Taylor laughed. "Well, I guess that makes me one for one."
Questions, a million, whirled through my mind. I needed to be calm. I picked myself up off the floor and poured myself a mug of coffee. A big mug. I poured one for Taylor, too; while I did so, I was silent. Taylor remained quiet as well, sensing that I was deep in thought. When I handed him his mug, I came and sat down at the table. I stared down at the tabletop—there were amazing patterns in wood, really, if you looked closely enough, all the swirls and straight lines of the grain and . . .
"Tris. You're zoning out."
I jerked. "You're right." Wood grain? I really was losing it. "I have a bunch of questions for you, but I can't quite figure out which one I want to ask first."
"Start with the most pressing one."
There was one thing I had been pushing into the back of my mind all this time, one thing I didn't want to ask because of what it would mean. It popped out. "Can I kiss you?"
"Sure, that's fine."
I turned totally, completely red. Taylor didn't react at all. "Whoa, let me explain," I said. "I've . . . never kissed a guy. I want to know what it's like." I wasn't attracted to Taylor, really—besides my being in love with Garrett, Taylor looked about nineteen or so, with black hair and sideburns and a five o'clock shadow that started around noon. He was tall and broad and, well, lots of girls found him cute, but he just didn't do it for me. But I did want to see what it was like. Desperately so.
"It's a lot like kissing a girl," Taylor said. "But more stubbly. Well, best way to have you know is to show you." He stood and came to me and suddenly he was there, up against my lips, and I gasped and tried to say Wait! but nothing came out. I relaxed and opened my mouth a little bit—I'd kissed girls before, so I knew how it was done—and turned my head to one side. Taylor put a hand on the small of my back and I stood, putting one hand on the base of his neck. His tongue slipped inside of my mouth and I moaned against his lips as my tongue met his, searching. I breathed in deeply through my nose, eyes closed and head thrown back a little bit, and then Taylor pulled away.

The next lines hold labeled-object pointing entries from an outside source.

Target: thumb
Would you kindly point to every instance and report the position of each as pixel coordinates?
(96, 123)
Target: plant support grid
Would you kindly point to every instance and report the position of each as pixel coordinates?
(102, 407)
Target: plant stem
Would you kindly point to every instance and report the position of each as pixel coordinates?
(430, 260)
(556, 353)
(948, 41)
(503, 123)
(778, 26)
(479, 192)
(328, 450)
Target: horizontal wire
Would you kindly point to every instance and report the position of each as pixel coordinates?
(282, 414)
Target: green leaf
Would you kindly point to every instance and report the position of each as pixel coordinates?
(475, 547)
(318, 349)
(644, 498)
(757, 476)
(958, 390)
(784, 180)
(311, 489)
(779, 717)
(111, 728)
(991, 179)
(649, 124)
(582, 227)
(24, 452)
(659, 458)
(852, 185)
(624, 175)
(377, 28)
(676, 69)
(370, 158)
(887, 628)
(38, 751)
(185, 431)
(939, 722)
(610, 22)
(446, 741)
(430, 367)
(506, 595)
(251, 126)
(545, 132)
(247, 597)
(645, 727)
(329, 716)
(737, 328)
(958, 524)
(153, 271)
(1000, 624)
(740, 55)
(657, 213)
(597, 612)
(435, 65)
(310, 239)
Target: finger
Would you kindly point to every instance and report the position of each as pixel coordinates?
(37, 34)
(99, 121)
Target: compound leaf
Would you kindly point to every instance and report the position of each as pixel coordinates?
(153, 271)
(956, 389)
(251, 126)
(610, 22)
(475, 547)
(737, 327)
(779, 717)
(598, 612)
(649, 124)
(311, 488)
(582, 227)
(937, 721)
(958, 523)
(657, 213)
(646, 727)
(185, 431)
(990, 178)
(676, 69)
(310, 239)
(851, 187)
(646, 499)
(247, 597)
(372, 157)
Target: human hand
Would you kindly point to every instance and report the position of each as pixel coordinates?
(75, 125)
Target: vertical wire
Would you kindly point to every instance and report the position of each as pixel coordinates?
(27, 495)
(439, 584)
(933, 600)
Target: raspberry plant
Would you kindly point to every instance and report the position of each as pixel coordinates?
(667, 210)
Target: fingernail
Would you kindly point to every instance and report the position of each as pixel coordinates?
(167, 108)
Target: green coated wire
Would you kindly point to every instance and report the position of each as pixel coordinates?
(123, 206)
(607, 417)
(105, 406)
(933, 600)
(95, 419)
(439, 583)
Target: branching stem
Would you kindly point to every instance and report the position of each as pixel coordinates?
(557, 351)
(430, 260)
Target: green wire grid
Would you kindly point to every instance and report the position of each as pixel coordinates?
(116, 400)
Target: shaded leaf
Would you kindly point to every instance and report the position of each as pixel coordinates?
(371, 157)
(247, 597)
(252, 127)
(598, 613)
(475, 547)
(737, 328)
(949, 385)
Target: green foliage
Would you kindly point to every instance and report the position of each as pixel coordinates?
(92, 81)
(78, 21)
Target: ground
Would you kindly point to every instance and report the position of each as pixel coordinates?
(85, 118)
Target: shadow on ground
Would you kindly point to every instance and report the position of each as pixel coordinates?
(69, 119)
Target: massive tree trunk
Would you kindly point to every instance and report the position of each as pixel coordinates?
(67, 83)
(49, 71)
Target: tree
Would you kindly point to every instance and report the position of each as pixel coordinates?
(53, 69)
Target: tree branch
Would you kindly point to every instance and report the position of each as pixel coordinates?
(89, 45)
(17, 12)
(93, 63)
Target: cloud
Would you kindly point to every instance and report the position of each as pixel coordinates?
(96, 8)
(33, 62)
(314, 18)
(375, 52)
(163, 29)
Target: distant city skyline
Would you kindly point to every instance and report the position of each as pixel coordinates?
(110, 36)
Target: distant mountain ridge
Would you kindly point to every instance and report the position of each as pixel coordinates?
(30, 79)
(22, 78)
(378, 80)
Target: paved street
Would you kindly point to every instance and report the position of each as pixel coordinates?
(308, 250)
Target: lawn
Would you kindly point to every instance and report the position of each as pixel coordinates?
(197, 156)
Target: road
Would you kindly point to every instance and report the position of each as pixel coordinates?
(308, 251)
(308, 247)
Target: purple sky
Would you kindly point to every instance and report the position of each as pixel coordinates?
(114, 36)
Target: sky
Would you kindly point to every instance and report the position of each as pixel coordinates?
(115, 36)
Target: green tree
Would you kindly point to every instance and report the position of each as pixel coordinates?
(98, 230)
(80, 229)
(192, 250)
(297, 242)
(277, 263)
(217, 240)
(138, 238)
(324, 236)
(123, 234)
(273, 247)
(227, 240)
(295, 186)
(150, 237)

I was absolutely breathless for a moment. For his part, Taylor sat back down and sipped his coffee. "Well?" he asked wryly over his cup. "I know I'm not Garrett, but I know I'm not bad."
"That was . . . definitely more stubbly." Taylor laughed. "Wow. It's so . . . warm. And my body responds totally differently than when I kiss a girl—wow. That was wild."
"Before you get any ideas, you're not my type."
I grinned. "Oh, am I too young for you?" In a moment, I was serious again. "Where did you meet these guys?"
"There's a gay group that meets at a coffeehouse up the freeway," Taylor replied. "I met them there and we hung out a few times after that."
"One of them . . . jerked you off?"
"Yeah, but I wasn't particularly impressed," Taylor said dismissively. "I do just as good a job on my own, really." He laughed. "Don't look so shocked, Tris."
I wasn't aware that I'd looked shocked. "I'm . . . just adjusting to this whole different side of you. I mean, at school you're always the quiet studious type, not really into the party scene or wild stuff . . . and here I find out you moonlight as a . . . a college paramour!"
"I'm not that bad!" Taylor looked pensive. "Do you want to come tonight? They're meeting in an hour at the coffeehouse."
"Oh my god! What if someone sees me? I can't go!"
"There's no one there—not even Julian—from our school. Tristan. Calm down."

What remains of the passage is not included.